= Robert Austin (explorer) =

English born Australian explorer

Robert Austin (31 December 1825 – 24 February 1905) was an English-born surveyor and explorer in Western Australia, and a civil engineer and surveyor in Queensland.

==Emigration and career in Western Australia==
Almost fifteen year old Robert arrived in Australind, Western Australia with his parents and brother James in December 1840. In 1847 he joined the Surveyor-General's Department, where he worked for 13 years. During this time he surveyed the Toodyay-Northam areas, and was included in some exploratory expeditions.

==The Austin expedition==
He led the Austin expedition of 1854, one of the first European inland explorations of Western Australia with Kenneth Brown. They explored Geraldton, Mount Magnet, and the Murchison River area.

The expedition left Mumberkine, 23 km north of Northam, on 10 July 1854, exploring the large lakes northeast of Northam known as Cow-Cowing, before heading north through the interior, where Mount Magnet was discovered and named. They intended to reach the coast at Shark Bay, but were driven back by heat, fatigue, lack of water, and the loss of a number of their horses at Poison Rock. They were eventually forced to return to the coast along the Murchison River, arriving at Port Gregory on 25 November.

==Career in Queensland==
Resigning from his position in Western Australia in April 1860, he was appointed to the Queensland Surveyor-General's Department one month later. He was quickly promoted and soon became a Commissioner for Crown Lands.

In May 1862 he was appointed Engineer of Roads for the southern district. After almost 30 years as a civil engineer and surveyor he was appointed, in June 1891, to be Sergeant-at-Arms to the Legislative Assembly, where he served until August 1893.

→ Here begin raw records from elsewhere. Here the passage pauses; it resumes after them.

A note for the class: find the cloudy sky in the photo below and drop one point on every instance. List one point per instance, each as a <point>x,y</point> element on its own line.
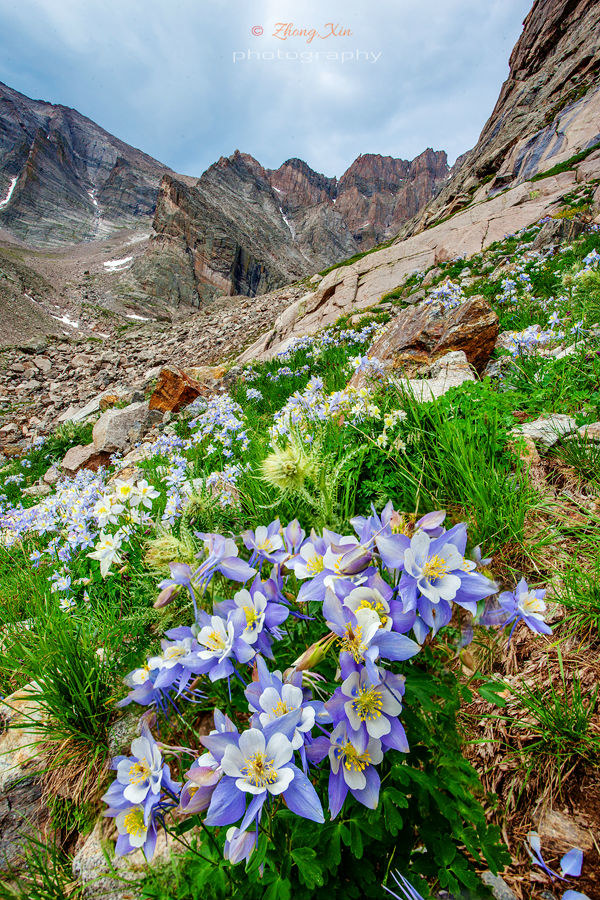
<point>188,81</point>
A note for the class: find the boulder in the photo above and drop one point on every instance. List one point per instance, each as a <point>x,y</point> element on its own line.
<point>421,334</point>
<point>83,457</point>
<point>118,429</point>
<point>174,390</point>
<point>591,431</point>
<point>546,432</point>
<point>81,413</point>
<point>450,371</point>
<point>114,878</point>
<point>21,808</point>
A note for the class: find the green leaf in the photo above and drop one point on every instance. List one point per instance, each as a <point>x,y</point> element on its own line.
<point>309,868</point>
<point>490,691</point>
<point>279,890</point>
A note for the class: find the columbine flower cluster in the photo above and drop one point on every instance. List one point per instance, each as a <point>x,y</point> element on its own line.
<point>219,427</point>
<point>312,406</point>
<point>447,293</point>
<point>395,576</point>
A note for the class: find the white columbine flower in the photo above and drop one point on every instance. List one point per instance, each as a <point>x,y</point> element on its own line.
<point>258,766</point>
<point>107,551</point>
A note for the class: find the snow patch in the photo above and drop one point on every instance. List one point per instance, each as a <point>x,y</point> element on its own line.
<point>116,265</point>
<point>287,222</point>
<point>66,321</point>
<point>11,188</point>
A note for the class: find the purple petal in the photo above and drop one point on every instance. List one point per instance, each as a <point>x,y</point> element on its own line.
<point>227,804</point>
<point>571,862</point>
<point>338,790</point>
<point>302,798</point>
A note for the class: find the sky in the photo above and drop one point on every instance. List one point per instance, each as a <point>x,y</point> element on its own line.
<point>188,81</point>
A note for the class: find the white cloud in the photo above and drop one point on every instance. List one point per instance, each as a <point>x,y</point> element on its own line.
<point>159,74</point>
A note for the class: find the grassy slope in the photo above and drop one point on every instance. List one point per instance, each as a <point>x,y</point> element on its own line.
<point>530,717</point>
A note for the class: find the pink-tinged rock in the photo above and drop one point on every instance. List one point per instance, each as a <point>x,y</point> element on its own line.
<point>419,335</point>
<point>174,390</point>
<point>81,457</point>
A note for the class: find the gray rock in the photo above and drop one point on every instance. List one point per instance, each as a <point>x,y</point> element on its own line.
<point>118,429</point>
<point>449,371</point>
<point>43,364</point>
<point>52,475</point>
<point>498,887</point>
<point>38,490</point>
<point>80,457</point>
<point>546,432</point>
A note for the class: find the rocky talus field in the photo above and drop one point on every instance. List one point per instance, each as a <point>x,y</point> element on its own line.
<point>300,538</point>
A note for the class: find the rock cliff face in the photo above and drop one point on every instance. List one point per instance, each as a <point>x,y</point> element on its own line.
<point>245,229</point>
<point>546,111</point>
<point>63,179</point>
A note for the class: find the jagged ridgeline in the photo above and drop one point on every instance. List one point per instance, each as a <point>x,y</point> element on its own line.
<point>299,589</point>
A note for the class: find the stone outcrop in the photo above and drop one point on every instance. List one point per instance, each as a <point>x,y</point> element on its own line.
<point>245,229</point>
<point>362,284</point>
<point>548,108</point>
<point>174,390</point>
<point>421,334</point>
<point>117,429</point>
<point>66,178</point>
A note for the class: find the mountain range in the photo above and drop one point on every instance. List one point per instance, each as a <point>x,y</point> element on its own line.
<point>239,228</point>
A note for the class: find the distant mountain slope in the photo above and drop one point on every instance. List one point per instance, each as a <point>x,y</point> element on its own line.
<point>545,113</point>
<point>63,179</point>
<point>245,229</point>
<point>238,229</point>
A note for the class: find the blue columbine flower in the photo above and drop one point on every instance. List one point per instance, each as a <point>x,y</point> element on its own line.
<point>259,764</point>
<point>142,787</point>
<point>352,765</point>
<point>370,710</point>
<point>266,543</point>
<point>525,605</point>
<point>363,637</point>
<point>436,574</point>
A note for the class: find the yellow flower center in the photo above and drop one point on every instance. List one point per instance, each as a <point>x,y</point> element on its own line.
<point>139,772</point>
<point>215,641</point>
<point>368,704</point>
<point>251,617</point>
<point>352,643</point>
<point>399,524</point>
<point>435,567</point>
<point>134,822</point>
<point>377,607</point>
<point>353,760</point>
<point>314,565</point>
<point>259,770</point>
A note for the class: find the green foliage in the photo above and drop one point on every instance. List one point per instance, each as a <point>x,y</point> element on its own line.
<point>579,594</point>
<point>558,723</point>
<point>44,874</point>
<point>429,823</point>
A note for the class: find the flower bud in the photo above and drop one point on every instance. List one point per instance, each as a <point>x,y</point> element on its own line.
<point>355,561</point>
<point>166,596</point>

Among other surveying tasks in Queensland in 1868 he named Gregors Creek (the watercourse) after Andrew Gregor, a pioneer settler who was killed by Aboriginal attackers on 10 October 1846 in the Pine Rivers area.

==Marriage and family==
On 22 October 1862 he married Sophia Catherine Douglas, with whom he had ten children. His son, Major Colin Douglas Austin, was killed in action on 6 August 1915 in the Dardanelles and was buried at Gallipoli.

==Death and burial==
He died on 24 February 1905 at Thornborough, Queensland, and was buried in the local cemetery. He was survived by his wife, four daughters and two sons.

==Honours==
Lake Austin and the town of Austin in Western Australia were named after him.